Comme je ne veux rien dévoiler qui ne soit officiel, je commence par regarder la conférence de presse des Rencontres d'Arles de la Photographie et je parcours la programmation. Me voici donc embarqué avec l'équipe de réalisation, Olivier Koechlin, Valéry Faidherbe et François Girard, pour une nouvelle aventure arlésienne. J'avais déjà occupé le poste de directeur musical des Soirées de 2002 à 2005, mais n'y étais pas retourné depuis. Si mon rôle tient du conseil, comme pour le "mano a mano" entre les agences Tendance Floue et Seven ou l'hommage à Roger Thérond, je mets la main à la pâte en sonorisant les dix ans du Prix Découverte et les autres, ou des expositions qui dureront tout l'été, comme celle de la photographe mexicaine Dulce Pinzon (La véritable histoire des super-héros, photo ci-dessus). Le reste est projeté sur écran géant au Théâtre Antique, avec musiciens en direct ou montage préenregistré. L'artiste JR clôturera la dernière soirée et je suis impatient de voir l'exposition consacrée à Chris Marker, de La jetée à son travail sur Second Life, dans le cadre de From Her On.
Sonoriser les montages photos est indispensable pour que le spectacle naisse, mais c'est un exercice difficile, voire dangereux. La rencontre de la musique et des images engendre de nouveaux sens qui ne doivent pas trahir les intentions des photographes. Lorsque je ne compose pas moi-même des originaux, j'essaie en général d'utiliser des œuvres peu connues dont les références ne handicapent pas le mariage arrangé tout en évitant l'illustration redondante.

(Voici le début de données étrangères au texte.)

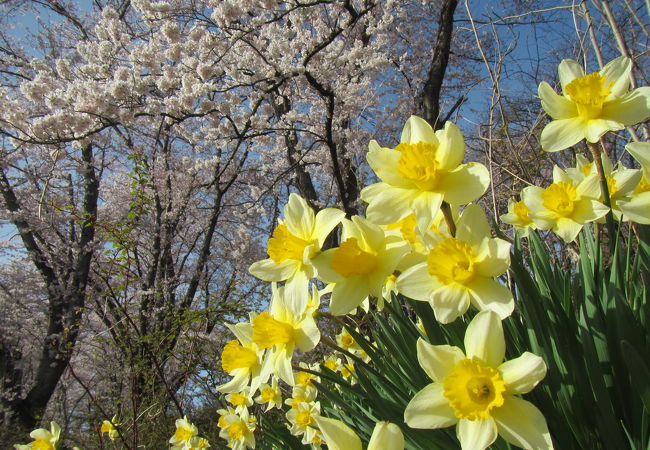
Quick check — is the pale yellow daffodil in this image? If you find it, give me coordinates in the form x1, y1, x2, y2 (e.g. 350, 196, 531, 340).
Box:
249, 194, 345, 313
397, 204, 514, 323
316, 416, 404, 450
169, 417, 199, 448
404, 311, 553, 450
217, 322, 262, 393
314, 216, 409, 315
255, 377, 282, 412
14, 422, 61, 450
219, 409, 257, 450
521, 166, 609, 242
99, 416, 119, 441
538, 56, 650, 152
361, 116, 490, 231
251, 283, 320, 385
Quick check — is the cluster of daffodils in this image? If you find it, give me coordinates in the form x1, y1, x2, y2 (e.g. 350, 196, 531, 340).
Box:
501, 57, 650, 242
213, 110, 550, 449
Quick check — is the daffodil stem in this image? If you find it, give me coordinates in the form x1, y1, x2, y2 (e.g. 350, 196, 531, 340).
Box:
587, 141, 616, 248
440, 202, 456, 237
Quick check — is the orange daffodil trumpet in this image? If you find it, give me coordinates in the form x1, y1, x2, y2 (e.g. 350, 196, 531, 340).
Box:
361, 116, 490, 232
538, 56, 650, 152
521, 166, 609, 242
397, 204, 514, 323
314, 216, 409, 315
404, 311, 553, 450
249, 194, 345, 313
251, 283, 320, 384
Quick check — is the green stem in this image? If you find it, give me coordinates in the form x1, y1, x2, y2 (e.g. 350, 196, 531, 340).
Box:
587, 141, 616, 253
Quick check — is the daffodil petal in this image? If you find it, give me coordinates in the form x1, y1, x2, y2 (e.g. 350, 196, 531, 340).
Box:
540, 117, 585, 152
499, 352, 546, 395
430, 283, 469, 323
456, 417, 497, 450
330, 276, 368, 316
557, 59, 585, 95
474, 239, 511, 277
599, 56, 632, 97
584, 118, 625, 143
436, 122, 465, 171
468, 277, 515, 320
361, 183, 418, 225
417, 338, 465, 381
314, 415, 362, 450
314, 208, 345, 249
537, 81, 578, 120
366, 148, 413, 187
456, 203, 491, 247
492, 396, 553, 449
438, 162, 490, 205
465, 310, 506, 367
571, 198, 609, 224
553, 217, 583, 243
397, 262, 440, 301
404, 383, 458, 429
367, 421, 404, 450
602, 86, 650, 125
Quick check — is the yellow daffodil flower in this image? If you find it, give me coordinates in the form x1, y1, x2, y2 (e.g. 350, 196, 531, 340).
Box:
538, 56, 650, 152
255, 377, 282, 412
169, 417, 199, 448
219, 409, 256, 450
217, 322, 262, 393
251, 283, 320, 385
249, 194, 345, 313
314, 216, 409, 316
316, 416, 404, 450
499, 198, 537, 237
618, 142, 650, 225
521, 166, 609, 242
397, 204, 514, 323
14, 422, 61, 450
99, 416, 119, 441
361, 116, 490, 231
286, 402, 320, 444
404, 311, 553, 449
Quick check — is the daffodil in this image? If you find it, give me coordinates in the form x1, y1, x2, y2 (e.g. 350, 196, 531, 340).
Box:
169, 417, 199, 448
14, 422, 61, 450
618, 142, 650, 225
314, 216, 408, 315
286, 402, 320, 444
316, 416, 404, 450
397, 204, 514, 323
219, 409, 257, 450
99, 416, 119, 441
361, 116, 490, 231
500, 198, 537, 237
249, 194, 345, 313
404, 311, 553, 449
255, 377, 282, 412
538, 56, 650, 152
521, 166, 609, 242
226, 387, 253, 414
251, 283, 320, 385
217, 322, 262, 393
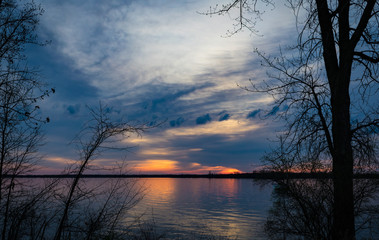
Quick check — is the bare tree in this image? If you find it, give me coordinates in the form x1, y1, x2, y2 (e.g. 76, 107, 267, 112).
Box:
54, 104, 148, 240
0, 0, 54, 239
207, 0, 379, 239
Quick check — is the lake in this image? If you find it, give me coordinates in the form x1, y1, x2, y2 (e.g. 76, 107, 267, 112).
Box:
126, 178, 273, 239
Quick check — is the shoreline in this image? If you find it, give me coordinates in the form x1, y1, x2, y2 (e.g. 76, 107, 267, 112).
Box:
3, 172, 379, 180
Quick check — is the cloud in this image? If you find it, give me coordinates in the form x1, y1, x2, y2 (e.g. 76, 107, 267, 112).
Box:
170, 117, 184, 127
246, 109, 262, 119
196, 113, 212, 124
265, 106, 279, 117
218, 113, 230, 122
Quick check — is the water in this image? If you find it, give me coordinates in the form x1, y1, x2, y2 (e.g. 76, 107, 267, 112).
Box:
127, 178, 272, 239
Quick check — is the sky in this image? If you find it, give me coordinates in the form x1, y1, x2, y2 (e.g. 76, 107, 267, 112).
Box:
26, 0, 296, 174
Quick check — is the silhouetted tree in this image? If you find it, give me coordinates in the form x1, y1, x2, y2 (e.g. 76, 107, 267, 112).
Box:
0, 0, 54, 239
206, 0, 379, 239
265, 179, 379, 239
54, 104, 148, 240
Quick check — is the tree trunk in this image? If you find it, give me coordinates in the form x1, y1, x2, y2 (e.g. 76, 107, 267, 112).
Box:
331, 71, 355, 240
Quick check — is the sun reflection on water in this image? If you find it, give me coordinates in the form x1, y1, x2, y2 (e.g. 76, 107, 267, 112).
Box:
127, 178, 271, 239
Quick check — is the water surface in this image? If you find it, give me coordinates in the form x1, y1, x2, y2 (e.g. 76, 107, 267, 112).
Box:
127, 178, 272, 239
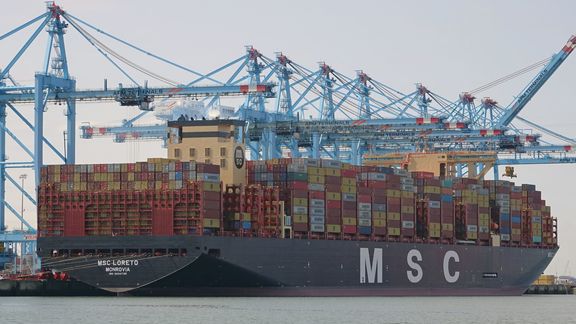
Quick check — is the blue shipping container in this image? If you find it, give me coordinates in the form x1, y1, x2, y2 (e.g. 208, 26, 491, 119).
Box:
358, 226, 372, 235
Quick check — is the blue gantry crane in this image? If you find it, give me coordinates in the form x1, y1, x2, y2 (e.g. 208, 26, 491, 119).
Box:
82, 38, 576, 177
0, 3, 576, 272
0, 3, 274, 271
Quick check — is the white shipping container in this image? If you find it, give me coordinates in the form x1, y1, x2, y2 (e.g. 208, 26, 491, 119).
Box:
308, 183, 324, 191
310, 207, 326, 216
310, 224, 324, 233
358, 210, 372, 218
310, 216, 325, 224
402, 221, 414, 228
292, 206, 308, 215
358, 218, 372, 226
310, 199, 326, 208
358, 203, 372, 211
342, 193, 356, 201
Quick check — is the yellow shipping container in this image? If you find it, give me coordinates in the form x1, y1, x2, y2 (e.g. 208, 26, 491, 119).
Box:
342, 178, 356, 186
466, 232, 478, 240
402, 206, 414, 214
428, 230, 440, 238
292, 214, 308, 224
308, 167, 324, 176
387, 212, 400, 221
428, 223, 442, 232
372, 212, 386, 219
534, 275, 556, 286
204, 218, 220, 228
292, 198, 308, 207
308, 174, 326, 184
326, 224, 342, 233
401, 191, 414, 199
340, 185, 356, 193
424, 186, 440, 194
202, 182, 220, 191
324, 168, 341, 177
372, 219, 386, 227
442, 224, 454, 231
342, 217, 356, 225
326, 192, 342, 200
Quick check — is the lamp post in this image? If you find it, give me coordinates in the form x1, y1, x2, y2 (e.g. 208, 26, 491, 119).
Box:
19, 173, 28, 231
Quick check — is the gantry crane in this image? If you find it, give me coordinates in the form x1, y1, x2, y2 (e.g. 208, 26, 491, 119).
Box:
0, 3, 274, 272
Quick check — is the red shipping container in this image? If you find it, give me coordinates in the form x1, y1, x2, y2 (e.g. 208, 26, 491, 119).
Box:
340, 170, 357, 178
386, 203, 402, 213
357, 194, 372, 203
342, 200, 357, 210
326, 200, 341, 209
342, 208, 358, 217
326, 209, 342, 219
342, 225, 356, 234
366, 180, 386, 189
64, 208, 84, 236
373, 227, 386, 235
308, 191, 326, 199
326, 184, 342, 192
204, 209, 221, 219
152, 208, 174, 235
386, 197, 401, 205
290, 187, 308, 198
358, 187, 372, 195
386, 219, 401, 228
202, 200, 221, 210
400, 228, 415, 237
326, 215, 342, 224
411, 171, 434, 179
292, 223, 308, 232
202, 191, 221, 201
400, 213, 415, 221
324, 176, 342, 185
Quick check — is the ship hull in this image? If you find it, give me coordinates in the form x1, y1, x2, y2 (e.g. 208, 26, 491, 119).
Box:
38, 236, 557, 296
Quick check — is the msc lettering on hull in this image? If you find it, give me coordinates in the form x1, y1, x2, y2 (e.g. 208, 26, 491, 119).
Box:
360, 248, 460, 284
98, 260, 138, 276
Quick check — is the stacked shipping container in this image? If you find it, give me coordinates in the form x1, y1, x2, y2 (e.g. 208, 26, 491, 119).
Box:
39, 159, 556, 246
38, 159, 222, 236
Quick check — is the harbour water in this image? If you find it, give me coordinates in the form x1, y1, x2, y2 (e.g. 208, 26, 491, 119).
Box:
0, 295, 576, 324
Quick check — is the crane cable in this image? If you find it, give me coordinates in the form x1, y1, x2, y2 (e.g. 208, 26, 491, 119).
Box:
468, 57, 551, 94
66, 16, 180, 86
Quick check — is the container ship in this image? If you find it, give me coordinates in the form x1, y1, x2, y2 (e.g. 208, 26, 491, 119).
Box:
38, 120, 558, 296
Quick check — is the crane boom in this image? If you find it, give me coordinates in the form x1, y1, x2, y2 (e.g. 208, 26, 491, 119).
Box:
0, 84, 274, 110
494, 35, 576, 128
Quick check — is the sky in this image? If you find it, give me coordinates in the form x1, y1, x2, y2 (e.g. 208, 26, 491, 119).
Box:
0, 0, 576, 275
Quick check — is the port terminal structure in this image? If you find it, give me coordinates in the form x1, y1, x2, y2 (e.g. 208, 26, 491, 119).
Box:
0, 2, 576, 270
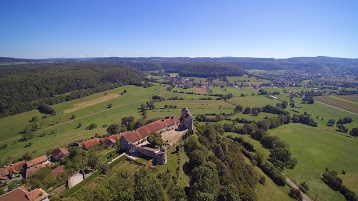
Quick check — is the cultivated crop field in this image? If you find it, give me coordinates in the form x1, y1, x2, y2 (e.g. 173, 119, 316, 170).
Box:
316, 96, 358, 113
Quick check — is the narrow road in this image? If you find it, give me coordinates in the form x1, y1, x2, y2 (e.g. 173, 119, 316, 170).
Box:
315, 100, 358, 115
286, 177, 312, 201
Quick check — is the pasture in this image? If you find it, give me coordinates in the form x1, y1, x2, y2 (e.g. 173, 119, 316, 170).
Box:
286, 97, 358, 130
315, 96, 358, 114
195, 87, 208, 95
0, 86, 167, 162
269, 123, 358, 200
224, 132, 293, 201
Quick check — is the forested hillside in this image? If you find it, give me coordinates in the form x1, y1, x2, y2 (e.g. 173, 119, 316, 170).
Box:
0, 62, 143, 117
125, 61, 245, 78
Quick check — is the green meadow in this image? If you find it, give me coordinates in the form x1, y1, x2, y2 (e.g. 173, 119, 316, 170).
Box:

Je recherche donc les complémentaires en ayant à l'esprit l'effet produit sur les quelques 2500 spectateurs ! Il s'agit de créer le rêve ou la réflexion dans un temps très court, en surprenant, mais confortablement pour ne pas écraser les images. L'ensemble sonore doit faire œuvre, se tenir d'un bout à l'autre, tout en entretenant l'attention. Ce n'est pas toujours simple lorsque les sujets sont variés dans un même programme, ou les séquences extrêmement courtes, mais les enjeux sont stimulants. Pour l'instant nous en sommes à découvrir nous-mêmes les alliages magiques où l'intuition rivalise avec le synchronisme accidentel. Je plonge dans ma discothèque en grimpant le long des étagères, je bloque les dates des musicien(ne)s pressenti(e)s et savoure le travail de mes camarades réalisateurs qui mettent en forme la semaine de spectacles du 5 au 9 juillet prochains.